To a mixed solution of 25g of 5- (hydroxymethyl) oxapentane-2, 4-diol and 350mL of methanol in a 2-L round-bottom flask was added 1.49mL of AcCl. The solution was stirred at room temperature for 1 hour. Pyridine was added to the reaction, concentrated to dryness in vacuo, and 80mL of pyridine was redissolved. Then, 1.87g d-4-dimethylaminopyridine and 52.2mL 4-methylbenzoyl chloride were slowly added dropwise thereto, and the mixture was stirred for 1 hour while cooling on ice and then stirred overnight at room temperature. The reaction mixture was quenched with 300mL of water and extracted several times with 150mL of DCM. The organic layers were combined and washed with 100mL saturated NaHCO3Solution, concentrated H2SO4Multiple washings, Na2SO4Dried and concentrated in vacuo. The mixture is dissolved in 200 ml of diethyl ether, filtered and the filtrate is concentrated in vacuo and diluted with 1000 ml of diethyl ether. To the solution was added 180mL of acetic acid under ice bath. The hydrochloric acid gas is introduced and the solution is stirred for 5 minutes. The solid was collected by filtration and Et2Wash 1: 1O/PE. 50.3g (yield 69%) of Compound 1 are obtained as a white solid powder.

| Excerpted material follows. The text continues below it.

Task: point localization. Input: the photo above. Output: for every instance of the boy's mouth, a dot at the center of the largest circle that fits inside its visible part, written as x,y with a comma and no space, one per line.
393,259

1H-NMR:(300MHz,DMSO-d6,ppm):δ7.90-7.83(m,4H),7.35-7.30(m,4H),5.70-5.49(m,2H),5.46-5.31(m,1H),4.54-4.32(m,3H),2.50(s,6H),2.38(d,J=2.4Hz,1H)

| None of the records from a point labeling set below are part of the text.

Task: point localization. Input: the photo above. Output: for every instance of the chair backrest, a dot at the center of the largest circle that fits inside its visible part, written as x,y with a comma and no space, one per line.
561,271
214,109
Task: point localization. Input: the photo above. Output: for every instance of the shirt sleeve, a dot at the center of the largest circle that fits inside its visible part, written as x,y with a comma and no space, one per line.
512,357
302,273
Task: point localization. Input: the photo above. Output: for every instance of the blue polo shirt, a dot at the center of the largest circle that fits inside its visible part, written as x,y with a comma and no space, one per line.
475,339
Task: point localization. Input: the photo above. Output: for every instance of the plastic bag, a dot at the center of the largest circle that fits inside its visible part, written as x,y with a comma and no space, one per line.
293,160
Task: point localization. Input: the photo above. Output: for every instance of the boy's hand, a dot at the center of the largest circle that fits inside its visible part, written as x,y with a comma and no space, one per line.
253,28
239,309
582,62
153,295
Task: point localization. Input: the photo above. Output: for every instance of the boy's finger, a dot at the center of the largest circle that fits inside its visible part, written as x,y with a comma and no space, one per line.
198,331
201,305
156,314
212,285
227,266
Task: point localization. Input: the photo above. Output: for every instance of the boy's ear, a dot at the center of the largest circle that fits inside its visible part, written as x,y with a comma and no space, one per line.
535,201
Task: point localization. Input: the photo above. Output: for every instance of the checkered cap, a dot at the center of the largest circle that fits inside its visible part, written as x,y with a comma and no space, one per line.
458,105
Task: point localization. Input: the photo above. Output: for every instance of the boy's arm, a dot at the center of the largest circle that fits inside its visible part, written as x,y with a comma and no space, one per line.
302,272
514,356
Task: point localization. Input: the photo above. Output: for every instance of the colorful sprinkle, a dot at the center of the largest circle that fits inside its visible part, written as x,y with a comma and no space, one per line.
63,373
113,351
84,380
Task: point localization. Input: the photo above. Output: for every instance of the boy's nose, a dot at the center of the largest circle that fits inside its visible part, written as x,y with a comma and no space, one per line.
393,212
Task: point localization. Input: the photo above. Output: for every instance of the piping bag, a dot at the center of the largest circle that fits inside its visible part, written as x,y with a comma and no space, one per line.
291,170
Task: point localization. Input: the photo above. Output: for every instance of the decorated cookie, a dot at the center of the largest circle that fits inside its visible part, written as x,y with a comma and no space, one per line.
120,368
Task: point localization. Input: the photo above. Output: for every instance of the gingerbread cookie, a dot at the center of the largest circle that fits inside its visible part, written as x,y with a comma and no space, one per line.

EXAMPLE 2 preparation of methyl 1- {4- [ (4-methylphenyl) carbonyl } -5- { [ (4-methylphenyl) carbonyl ] methyl } oxazol-2-yl-1H-1, 3-benzodiazole-4-carboxylate (Compound 2).
9g of methyl 1H-1, 3-benzenediazole-4-carboxylate, 350mL of ACN, 11.42g of BSA were placed in a 500mL round-bottomed flask. Stirring is carried out at 85 ℃ for 15 minutes, cooling is carried out to room temperature, and 17g of TMSOTf and 29.76g of Compound 1 are added. The solution was stirred in an oil bath for 3 hours, concentrated in vacuo and quenched with 200 ml of water. The solution was extracted several times with 100ml of ethyl acetate. The organic layers were combined, dried over anhydrous sodium sulfate and concentrated in vacuo. The residue was loaded onto a silica gel column and eluted with a gradient of ethyl acetate/petroleum ether. The collected fractions were combined and concentrated in vacuo. The crude product was purified by preparative chromatography: column C18(ii) a Mobile phase H2O(0.5%HCOOH):CH3CN is 1:0, increasing to H2O(0.5%HCOOH):CH3CN is 2:1, within 25 min; detector, UV 254 nm. 4.1g (yield 15%) of the compound are obtained as a yellow oil.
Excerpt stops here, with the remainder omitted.